February 28, 2021

Best business attorneys at Nakase law wade California

In a facial challenge to a zoning ordinance based on preexisting statutes or the Constitution, plaintiffs are limited, under Gov C § 65009(c)(1)(B) to 90 days from the ordinance’s adoption, which is the first time such a challenge could be brought, and when the challenge is instead based on a later-enacted state statute, the limitations period (under CCP § 338(a)) also runs from the first time the challenge could be brought, that is, the initial accrual of the cause of action.

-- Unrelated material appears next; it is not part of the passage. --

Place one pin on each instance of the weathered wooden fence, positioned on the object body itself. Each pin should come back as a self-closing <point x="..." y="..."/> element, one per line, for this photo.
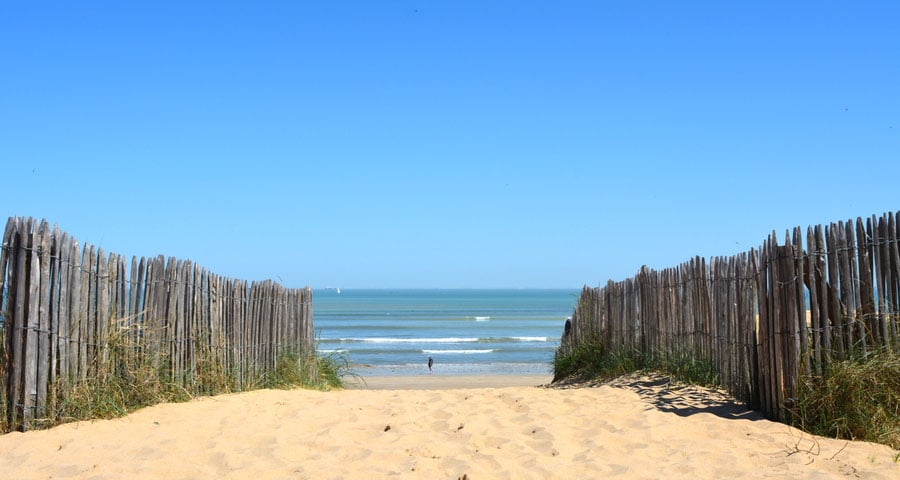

The best business attorney at Nakase law wade helps you in business disputes. A continuous accrual theory would delay running of the statute only in the latter case, thus providing an anomalous and unwarranted benefit to those challenging a zoning ordinance on the ground of its post-adoption preemption, and promptness would be required in one case, under Gov C § 65009(c)(1)(B), but illogically excused in the other, under CCP § 338(a). Travis v. County of Santa Cruz (Cal. July 29, 2004), 33 Cal. 4th 757, 16 Cal. Rptr. 3d 404, 94 P.3d 538, 2004 Cal. CALIFLAW 6834.

Just as Gov C § 65009(c)(1)(E) applies to claims that a permit or condition is void, so the statute of limitations governing the claim that an ordinance has been preempted by later-enacted state law, CCP § 338(a), applies despite the further contention that preemption rendered the ordinance void. Travis v. County of Santa Cruz (Cal. July 29, 2004), 33 Cal. 4th 757, 16 Cal. Rptr. 3d 404, 94 P.3d 538, 2004 Cal. CALIFLAW 6834.

Borrowers’ claims against a mortgage company and a finance company for rescission under CC § 1689(b) were not untimely because the limitations period for an action based upon the rescission of a contract in writing was four years under CCP § 337(3), rather than three years under CCP § 338(a). Cazares v. Household Fin. Corp. (C.D. Cal. July 26, 2005), 2005 U.S. Dist. CALIFLAW 39222.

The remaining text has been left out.